HSE to roll-out widescale retrospective contact tracing from 31 March

Around 20% of cases are currently identified as community transmission.

THE HSE IS to roll-out retrospective contact-tracing on a widescale to try to establish the source of some of the cases currently being classed as community transmission.

Speaking at the HSE’s weekly briefing today, Dr Greg Martin, clinical lead for contact tracing, said public health doctors have, all through the pandemic, been conducting source investigations in complex cases. However the HSE will now “bring that to scale”, starting on 31 March.

“When we identify cases of Covid-19 about 20% of those cases, we’re not sure what the context was in which they were infected, so we call it community transmission,” he said.

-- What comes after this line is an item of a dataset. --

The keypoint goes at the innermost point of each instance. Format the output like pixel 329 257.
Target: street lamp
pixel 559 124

“What we’ll be doing as of the 31st of March is those cases will be asked additional questions about where it is they’ve been, settings that they’ve been in, events they have been at. And those questions will go back seven days, instead of what we usually do in terms of contact tracing which is two days.”

He said this additional data will be available to public health departments which will decide which cases require a more detailed investigation. Dr Martin said that investigation may involve people who were at the same setting at the same time being offered a test.

These people, he said, would not be considered close contacts so they would not have to restrict their movements while waiting for a test result. Dr Martin said this approach will help the health service to identify more cases, providing an opportunity to interrupt transmission.

When that is going to be particularly useful is when this epidemic starts to die down and when the efforts of this vaccination programme really start kicking in, when we’d see the numbers really getting into low numbers. We’ve got a mechanism now whereby we can really aggressively chase down every last case so this is part of an end-game strategy.

He said there is also a substantial value in the immediate future as the health service will have data on settings in which there is increased transmission of the virus.

“As restrictions get lifted, that becomes increasingly important because that gives us an evidence base to make public health advice and recommendations.”

Martin said this new type of contact tracing will be part of the existing system, with a separate section on the database where a person is identified as a community transmission case.

“Within the system they [contact tracers] are working on, it’ll automatically be the case that a series of additional questions will be asked,” he said. He said it is not clear how labour-intensive this additional process will be or whether additional staff will be required to account for that.

Dr Martin said if he incidence rate on a given day gets to a high level or is consistently rising, this sort of backwards contract tracing becomes less useful because any setting becomes an area of high risk when transmission levels in the community are high.

“We need to collect data, so we switch this on and off the back of deepening understand of how it works and the information we can get from it, we will have a better sense of when to switch it on and off,” he said.

Last Friday the HSE also started doing follow-up calls four days after people received their positive results to reiterate some of the public health advice and ask people if they are managing to isolate.